The Economic Effects of A Flat Tax
Table of Contents
Introduction: Alternatives to an Ineffective System
The current tax system taxes income inefficiently and causes the national income to be smaller than it otherwise would be in three ways: (1) by failing to tax capital and other production inputs at a uniform rate, the tax system prevents resources from being allocated to their highest valued use; (2) because of exemptions, deductions and loopholes, marginal tax rates on all inputs are much higher than they need to be; and (3) the taxation of investment income leads to a lower capital stock than would otherwise be the case.
These shortcomings have prompted scholars and politicians to propose alternatives to the current tax system. The best known of these alternatives probably is the flat tax. Under a flat tax, all income is taxed at the same rate after a personal allowance is applied.
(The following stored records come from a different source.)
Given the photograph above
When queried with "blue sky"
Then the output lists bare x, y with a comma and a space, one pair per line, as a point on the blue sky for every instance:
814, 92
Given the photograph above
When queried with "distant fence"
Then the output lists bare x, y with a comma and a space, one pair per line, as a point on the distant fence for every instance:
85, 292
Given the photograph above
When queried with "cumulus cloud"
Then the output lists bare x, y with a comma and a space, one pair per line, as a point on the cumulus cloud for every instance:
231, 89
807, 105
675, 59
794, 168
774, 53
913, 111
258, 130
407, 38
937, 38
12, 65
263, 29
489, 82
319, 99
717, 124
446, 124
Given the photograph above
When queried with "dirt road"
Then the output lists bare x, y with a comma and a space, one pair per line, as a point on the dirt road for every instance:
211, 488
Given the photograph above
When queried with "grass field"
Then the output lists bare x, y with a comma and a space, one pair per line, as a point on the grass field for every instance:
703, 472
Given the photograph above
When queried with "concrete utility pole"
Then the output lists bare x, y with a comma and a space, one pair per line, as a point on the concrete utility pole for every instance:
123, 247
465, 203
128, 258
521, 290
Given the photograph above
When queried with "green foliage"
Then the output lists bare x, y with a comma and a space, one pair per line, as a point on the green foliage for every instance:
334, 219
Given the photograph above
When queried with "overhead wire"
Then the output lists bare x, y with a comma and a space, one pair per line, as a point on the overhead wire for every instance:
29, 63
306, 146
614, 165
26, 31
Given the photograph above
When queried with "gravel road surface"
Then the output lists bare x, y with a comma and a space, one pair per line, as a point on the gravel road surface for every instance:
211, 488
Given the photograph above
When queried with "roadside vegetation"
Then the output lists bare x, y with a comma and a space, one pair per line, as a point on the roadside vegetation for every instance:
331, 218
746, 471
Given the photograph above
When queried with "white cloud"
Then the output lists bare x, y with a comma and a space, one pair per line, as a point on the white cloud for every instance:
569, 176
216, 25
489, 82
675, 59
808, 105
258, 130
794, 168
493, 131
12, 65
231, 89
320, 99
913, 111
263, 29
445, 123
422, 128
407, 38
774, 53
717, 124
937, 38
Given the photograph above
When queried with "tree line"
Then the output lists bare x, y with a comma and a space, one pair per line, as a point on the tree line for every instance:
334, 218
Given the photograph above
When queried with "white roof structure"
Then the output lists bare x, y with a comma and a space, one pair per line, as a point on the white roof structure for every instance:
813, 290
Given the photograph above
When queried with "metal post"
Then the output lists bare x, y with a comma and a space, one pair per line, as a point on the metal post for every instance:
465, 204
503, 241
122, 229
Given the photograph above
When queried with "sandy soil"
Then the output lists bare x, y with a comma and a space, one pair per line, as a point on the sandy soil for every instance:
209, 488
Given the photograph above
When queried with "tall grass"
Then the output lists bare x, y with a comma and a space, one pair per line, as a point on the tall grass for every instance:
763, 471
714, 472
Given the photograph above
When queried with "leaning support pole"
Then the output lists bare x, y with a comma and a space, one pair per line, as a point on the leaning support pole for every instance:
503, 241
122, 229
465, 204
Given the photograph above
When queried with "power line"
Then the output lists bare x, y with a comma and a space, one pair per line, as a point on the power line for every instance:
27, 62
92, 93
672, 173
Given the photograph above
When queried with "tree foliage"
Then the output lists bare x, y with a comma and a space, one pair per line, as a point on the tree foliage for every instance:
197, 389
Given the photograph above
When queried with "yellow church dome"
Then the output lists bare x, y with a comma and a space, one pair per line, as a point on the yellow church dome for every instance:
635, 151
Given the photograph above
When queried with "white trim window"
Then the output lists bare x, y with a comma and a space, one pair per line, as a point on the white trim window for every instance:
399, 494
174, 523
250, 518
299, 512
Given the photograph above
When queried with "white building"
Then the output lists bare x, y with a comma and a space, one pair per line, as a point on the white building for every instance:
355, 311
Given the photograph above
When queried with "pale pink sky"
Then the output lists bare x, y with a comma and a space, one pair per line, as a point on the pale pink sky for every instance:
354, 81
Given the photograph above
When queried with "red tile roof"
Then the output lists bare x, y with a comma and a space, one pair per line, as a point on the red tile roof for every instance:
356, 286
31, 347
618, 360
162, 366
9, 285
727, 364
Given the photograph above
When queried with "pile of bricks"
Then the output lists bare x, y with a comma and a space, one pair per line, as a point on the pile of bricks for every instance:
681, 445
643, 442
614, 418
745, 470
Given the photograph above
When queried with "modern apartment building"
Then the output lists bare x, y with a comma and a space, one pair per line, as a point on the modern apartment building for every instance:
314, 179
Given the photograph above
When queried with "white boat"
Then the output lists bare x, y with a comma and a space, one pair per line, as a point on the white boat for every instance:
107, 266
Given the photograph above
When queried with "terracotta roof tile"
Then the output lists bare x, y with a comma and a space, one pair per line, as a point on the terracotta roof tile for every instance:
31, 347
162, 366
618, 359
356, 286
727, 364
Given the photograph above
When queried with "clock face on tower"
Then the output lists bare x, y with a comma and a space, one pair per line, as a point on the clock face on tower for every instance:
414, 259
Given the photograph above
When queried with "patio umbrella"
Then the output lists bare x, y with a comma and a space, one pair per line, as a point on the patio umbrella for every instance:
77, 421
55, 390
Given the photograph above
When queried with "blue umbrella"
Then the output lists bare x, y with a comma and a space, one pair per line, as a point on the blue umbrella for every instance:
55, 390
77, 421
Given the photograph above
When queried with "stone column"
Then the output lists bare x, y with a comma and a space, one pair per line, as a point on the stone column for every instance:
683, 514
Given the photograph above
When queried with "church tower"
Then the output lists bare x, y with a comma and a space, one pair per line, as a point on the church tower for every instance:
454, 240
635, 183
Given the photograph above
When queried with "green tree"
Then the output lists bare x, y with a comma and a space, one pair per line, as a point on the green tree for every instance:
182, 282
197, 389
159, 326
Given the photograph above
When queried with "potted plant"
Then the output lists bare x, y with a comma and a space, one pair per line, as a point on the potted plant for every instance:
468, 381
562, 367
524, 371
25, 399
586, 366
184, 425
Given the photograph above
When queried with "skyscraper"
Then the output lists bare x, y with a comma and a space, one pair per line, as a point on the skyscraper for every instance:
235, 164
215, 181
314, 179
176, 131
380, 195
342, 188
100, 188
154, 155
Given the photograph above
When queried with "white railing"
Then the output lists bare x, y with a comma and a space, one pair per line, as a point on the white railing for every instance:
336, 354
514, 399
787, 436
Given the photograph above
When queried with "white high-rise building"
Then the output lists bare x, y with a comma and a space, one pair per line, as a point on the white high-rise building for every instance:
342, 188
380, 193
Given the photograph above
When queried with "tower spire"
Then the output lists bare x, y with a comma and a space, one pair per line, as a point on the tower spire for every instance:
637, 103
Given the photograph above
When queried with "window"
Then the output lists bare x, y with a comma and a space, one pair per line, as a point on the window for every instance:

Steve Forbes advocated a flat tax in his campaign for the Republican presidential nomination. Representative Dick Armey and Senator Richard Shelby have introduced the Freedom and Fairness Restoration Act which proposes a flat tax rate of 17 percent with personal allowances of $11,350 for an individual, $14,850 for a single head of household, $22,700 for a married couple filing a joint return and $5,300 for each dependent.1
"Under a flat tax all income is taxed at the same rate after a personal allowance is applied."
Opponents of the flat tax claim that it would impose considerable burdens upon the poor, because it would eliminate the Earned Income Tax Credit, and upon workers, because they would be taxed for benefits including health insurance and the half of payroll taxes currently paid by employers, which are currently tax deductible. They further claim that it benefits wealthy individuals because it would abolish the personal income tax on interest, dividends and capital gains (which proponents view as double taxation because these gains are taxed at the business level); and it would abolish inheritance taxes. Moreover, they claim, the flat tax would increase federal deficits and the national debt.
In recent years, economists have developed a way of calculating the consequences of the complex economic interactions caused by changes in the tax code. The method makes use of a computable general equilibrium (CGE) model.2 Although different scholars use different variations of this model, the core concept is well understood and has appeared many times in the economic literature.3
In this paper, we describe the results of our use of a CGE model to calculate the effects of the flat tax on the various sectors of the economy, changes in the income of different income groups and the effect on government revenues. Our findings, based on levying a 17 percent flat tax as proposed in the Armey-Shelby bill, differ considerably from the pronouncements of those who ignore the totality of economic changes that a flat tax will produce as the effects work their way through the entire economic system.
Our model, which is described in more detail in the appendix, divides the economy into 14 production sectors and 14 consumption sectors. The goods and services consumers buy come from combinations of output from various primary production sectors. For example, the sale of food products to consumers requires outputs from the subsidized crop, other crop, livestock and food processing sectors integrated with outputs from the services sector such as advertising and distribution. The model compares relative prices and quantities of the output of the various production and consumption sectors before and after the imposition of the flat tax rate to see how they change and how the changes interact to cause other changes. In turn, these changes affect the economic welfare of the various income groups, which affects government revenue.